For the past two years de la Torre has served The Mexican Museum as its Adjunct Curator of Visual Arts. His involvement with the museum goes back to 1975 when he was a graduate student intern. In the 1980s he served as The Mexican Museum’s Executive Director. During this time he was instrumental in securing the Nelson A. Rockefeller Collection of Mexican Folk Art and the Andy Williams Collection of Pre-Hispanic Art, among other major gifts to the Museum’s permanent collections.

In addition, de la Torre has organized numerous exhibitions on Mexican and Mexican American culture. These special exhibitions included highly popular projects on Frida Kahlo, Diego Rivera, Carmen Lomas Garza and Rupert Garcia, among others.

Most recently, he played a leadership role with the Museum’s Collections Inventory and Access (CIA) project which involves cataloguing and imaging every object in the permanent collection. The museum’s holdings, now totaling more than 14,000 artifacts, represent five main collecting areas: Pre-Hispanic, Colonial, Popular, Modern and Contemporary Mexican and Latino, and Chicano Art.

Prior to returning to The Mexican Museum as Adjunct Curator, de la Torre served as Associate Director of the Honolulu Museum of Art, Director of the Hawaii State Art Museum and Executive Director of the Mission Houses Museum in Honolulu, Hawaii.

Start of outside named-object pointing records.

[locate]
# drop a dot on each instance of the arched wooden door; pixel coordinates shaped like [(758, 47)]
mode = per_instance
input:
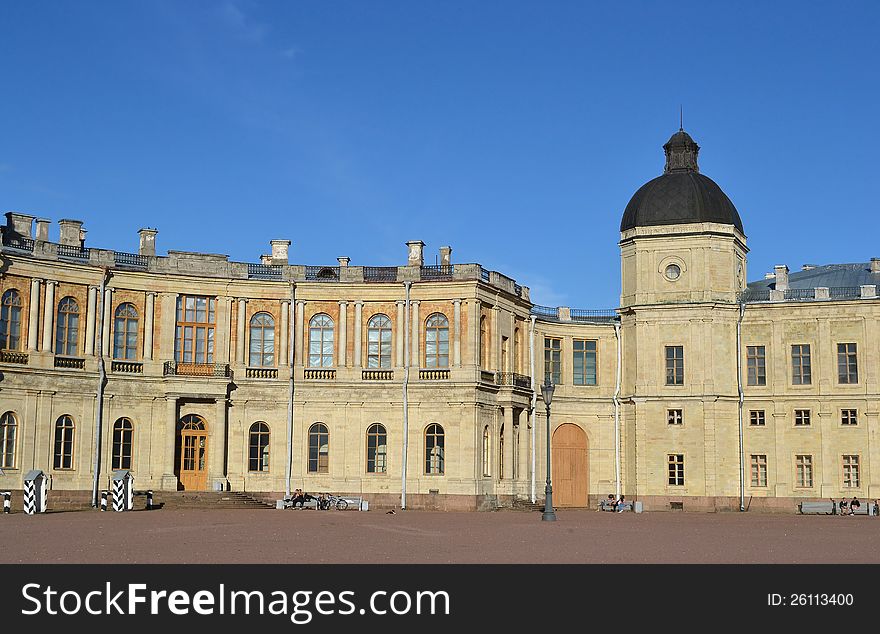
[(570, 466), (193, 454)]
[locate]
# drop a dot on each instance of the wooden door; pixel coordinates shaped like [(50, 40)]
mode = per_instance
[(193, 460), (569, 466)]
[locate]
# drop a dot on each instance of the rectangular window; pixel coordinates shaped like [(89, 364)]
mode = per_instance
[(847, 363), (676, 469), (756, 365), (759, 470), (850, 472), (553, 360), (804, 471), (800, 364), (801, 417), (674, 365), (584, 362)]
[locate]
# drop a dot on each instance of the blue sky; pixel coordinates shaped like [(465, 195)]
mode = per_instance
[(516, 132)]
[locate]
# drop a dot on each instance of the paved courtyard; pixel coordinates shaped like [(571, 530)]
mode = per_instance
[(580, 536)]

“As we continue working and preparing for our new building in the Yerba Buena Arts District, we are thrilled David will be leading us to the next stage. His knowledge of museums as well as his passion and history with The Mexican Museum will surely catapult us to a new level of excellence,” said Mario Diaz, Museum Board Chair.

“The Mexican Museum has always held a special place in my heart. I am truly honored the board of trustees have chosen me to lead the museum at this critical time in its history. I am committed to continuing the tradition of presenting high quality special exhibitions and public programs that showcase the richness of Latino art and culture for all to enjoy,” said de la Torre.

De la Torre is organizing the Gem Series of special exhibitions at the museum’s current site at Fort Mason Center. Upcoming exhibitions include:

  • • An Inspired Gift: The Rex May Collection of Mexican Popular Art, scheduled to open to the public on April 26, 2013.
  • • Plates, Screens and Stones: Latino Printmaking Traditions 1910-1980 scheduled to open to the public on September 23, 2013.
  • • Bitter Sweet Harvest: The Bracero Program 1942-1964, Smithsonian Institution traveling exhibition scheduled to open next year.

These types of exhibits and programs are all in keeping with the mission statement of The Mexican Museum which states: The soul and spirit of the arts and culture of Mexico and the Americas are fundamentally linked. Through its programs, The Mexican Museum voices the complexity and richness of Latino art throughout the Americas, encouraging dialogue among the broadcast public.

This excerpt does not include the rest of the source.